Random seed set to 101


## Device

In [5]:
CNNConfig.device = configure_device()

Running on mps


## Dataset

In [6]:
# Load text and split by lines
names = load_text(CNNConfig.root_dir + CNNConfig.dataset_path).splitlines()

Loaded text data from /Users/pathfinder/Documents/GitHub/LLM101/notebooks/Lectures/../../data/names.txt (length: 228145 characters).


## Tokenizer

In [7]:
chars = [chr(i) for i in range(97, 123)]  # all alphabet characters
chars.insert(0, ".")  # Add special token
CNNConfig.vocab_size = len(chars)
str2idx = {char: idx for idx, char in enumerate(chars)}
idx2str = {idx: char for char, idx in str2idx.items()}

## Preprocessing

In [8]:
# Train-Val Split
train_names, val_names = train_test_split(names, test_size=CNNConfig.val_size, random_state=CNNConfig.seed)

In [9]:
# Dataset and DataLoader
class NamesDataset(Dataset):
    def __init__(self, _names, context_size):
        self.inputs, self.targets = [], []
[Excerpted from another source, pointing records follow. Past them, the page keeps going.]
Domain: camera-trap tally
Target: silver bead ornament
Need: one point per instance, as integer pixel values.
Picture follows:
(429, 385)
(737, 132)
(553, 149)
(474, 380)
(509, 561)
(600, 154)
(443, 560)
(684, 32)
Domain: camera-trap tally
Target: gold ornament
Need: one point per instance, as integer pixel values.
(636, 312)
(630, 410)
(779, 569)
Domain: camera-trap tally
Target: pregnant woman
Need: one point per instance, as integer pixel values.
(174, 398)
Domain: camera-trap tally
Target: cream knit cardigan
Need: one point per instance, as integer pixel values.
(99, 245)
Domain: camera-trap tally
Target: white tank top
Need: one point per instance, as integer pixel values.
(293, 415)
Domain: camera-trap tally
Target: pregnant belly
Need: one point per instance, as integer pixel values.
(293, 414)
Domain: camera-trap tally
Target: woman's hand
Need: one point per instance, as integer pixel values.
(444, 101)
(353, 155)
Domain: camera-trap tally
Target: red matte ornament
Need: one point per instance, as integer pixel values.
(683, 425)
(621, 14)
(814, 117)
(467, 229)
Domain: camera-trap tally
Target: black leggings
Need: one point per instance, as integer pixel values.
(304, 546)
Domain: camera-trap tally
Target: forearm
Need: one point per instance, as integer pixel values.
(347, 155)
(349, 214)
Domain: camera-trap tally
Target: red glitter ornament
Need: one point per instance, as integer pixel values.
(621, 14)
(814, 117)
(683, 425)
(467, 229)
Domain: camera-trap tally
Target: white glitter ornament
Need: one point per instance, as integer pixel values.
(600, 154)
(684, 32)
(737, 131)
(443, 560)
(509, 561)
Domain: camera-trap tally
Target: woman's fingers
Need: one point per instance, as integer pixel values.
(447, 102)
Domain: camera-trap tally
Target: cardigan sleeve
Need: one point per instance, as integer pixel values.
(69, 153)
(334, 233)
        for name in _names:
            context = [0] * context_size

            for char in name + ".":
                idx = str2idx[char]
                self.inputs.append(context)
                self.targets.append(idx)
                context = context[1:] + [idx]

    def __len__(self):
        return len(self.inputs)

    def __getitem__(self, idx):
        input_ids = torch.tensor(self.inputs[idx])
        target_id = torch.tensor(self.targets[idx])
        return input_ids, target_id

train_dataset = NamesDataset(train_names, context_size=CNNConfig.context_size)
val_dataset = NamesDataset(val_names, context_size=CNNConfig.context_size)
train_loader = DataLoader(train_dataset, batch_size=CNNConfig.batch_size, shuffle=True)
val_loader = DataLoader(val_dataset, batch_size=CNNConfig.batch_size, shuffle=False)

In [10]:
# Visualize the dataset
for i in range(20):
    context, target = train_dataset[i]
    context_str = ''.join([idx2str[int(token)] for token in context])
    target_char = idx2str[int(target)]
    print(f"{context_str} --> {target_char}")

........ --> k
.......k --> e
......ke --> y
.....key --> l
....keyl --> e
...keyle --> r
..keyler --> .
........ --> t
.......t --> i
......ti --> t
.....tit --> u
....titu --> s
...titus --> .
........ --> r
.......r --> y
......ry --> l
.....ryl --> i
....ryli --> .
........ --> j
.......j --> a


## Model

### Multi-Layer Perceptron (MLP)

Let's discuss the architecture of a Multi-Layer Perceptron (MLP).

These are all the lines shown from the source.